Pete & I shared plenty more “Hey, remember him/her?” moments, but not a single page contained a current friend, particularly ironic for Pete as his book was graffiti’ed with the signatures of a hundred strangers vowing eternal friendship. Pete throws his own picture in the flames; he doesn’t want to be remembered by anyone as the bright eyed moron who’d been beat up weekly by the school drug pusher. I reminded him of the 302 other senior yearbooks out there but he insists that the crusade starts here.

Next went Norma Ferret (pronounced fair-aay), our business teacher, who lived in the sloppiest part of town and let us slide on any assignment if we could muster up a decent excuse. She was exactly the kind of business teacher who led us into sparkling retail careers. I saw Norma at a yard sale a few years ago. Pete and I agree she was probably updating her wardrobe.

In go the Spanish Club, the Literature Club, the Girls Varsity Soccer team, which Pete says his ex-girlfriend had been on. They broke up so he could date another girl on the team, then he split with her to date the goaltender, a title Pete insists was more than just her position on the field. I wonder how he could part with such good memories. “Once they all found out, I couldn’t turn a corner in the halls without getting kicked in the shins.” I tell him he’s lucky it was his shins. He says he wore a cup to school for three weeks until he was sure it was. We’re up to page 185 now.

The Auto Club. Among the motley crew of flannel-shirted, wise-guy smirks stand Pete and I, side by side, me with a wrench held high above my head like a high school Atlas and Pete, subtle and satisfied, probably just having finished off a big lunch at Weinerschnitzel with the girls from the soccer team.

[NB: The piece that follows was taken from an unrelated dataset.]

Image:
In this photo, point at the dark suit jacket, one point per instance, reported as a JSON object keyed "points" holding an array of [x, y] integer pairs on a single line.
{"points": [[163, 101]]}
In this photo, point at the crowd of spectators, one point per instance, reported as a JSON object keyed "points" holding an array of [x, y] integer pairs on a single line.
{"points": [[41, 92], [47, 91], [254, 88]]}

We study the shot, perplexed whether the photo captured the way we really were – or simply a fluke of the lens. Were we once so young? I motioned him to follow, and before the mirror in the living room I hold up the book. We study the page, then back at the mirror. Book, mirror. Book, mirror. We return to the fireplace and hurled in the Class of ‘96.

“Feelin’ better?”

“Haven’t felt this good in years” he says. “I don’t know why I held onto this so long.”

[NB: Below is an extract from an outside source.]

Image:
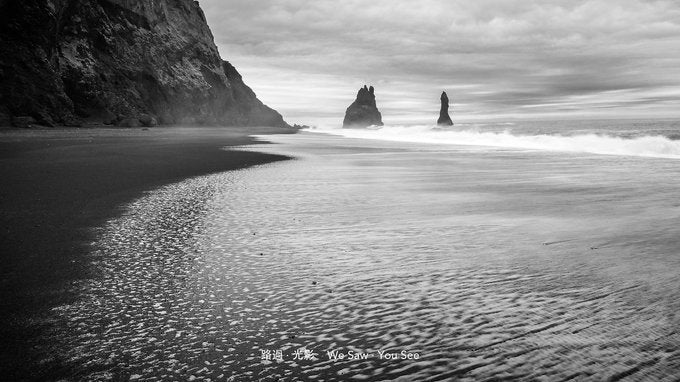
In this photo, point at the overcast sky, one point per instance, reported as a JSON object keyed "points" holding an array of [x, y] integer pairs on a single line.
{"points": [[495, 58]]}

“Maybe,” I say, “you just have to dispose of it the right way.”

Pete thought a moment. “I’ve often thought, if I’d been the person in high school that I am today, I’d have had a much better time. High school fit me like a cement suit. I couldn’t wait to leave. If I’d taken the GED after my sophomore year and gone right to college, my memory of high school probably would’ve been much better.”

“And shorter,” I agree.

The cardboard covers burn away. On top of it all we drop a pine log, fresh from the wood bin, and all that speaks for a long while is the pop of the old wood warming the room.

* * *

Winter passed, spring arrived, and it was around late March when Pete called again. He was working at the vintage book place. The owner of the store had knocked out a wall and rebuilt the frontage vacated by All-Star Memorabilia. They’d be up and moving Easter weekend. Pete had only one question:

“Still got that bunny suit?”

It never ends. For Pete, and in homage to that single day of individuality, I rented a bright pink bunny suit, handed out 100 pounds of jelly beans, and posed with mothers and their children. When a carload of teenagers roll up in a new Mustang the heat of helpless terror overcomes me, knowing I couldn’t outrun a souped-up Ford in size 22 feet. They roll past, thumbs held skyward out the windows and yell: “dude you rule!” Where were they were fifteen years ago? Sarcasm sure beats a beating.

When the sun softens and my shoulders can no longer bear the burden of a twenty pound rabbit head, I duck in the backroom of the bookstore to change into my street clothes. The irony isn’t lost. No one ever gets away from shared memories. We just find ways to get paid for it as adults.


Matt McGee never wore a bunny suit in high school but did dress up as a leprechaun one St Patrick’s Day. He has since lived long enough to realize that no one remembers those things unless you remind them, which takes nothing more than your mere presence, or a big, fat reminder in a national publication. He claims to hate his high school years with a curse though his ghost is often reportedly seen buying corn dogs in the school lunch line.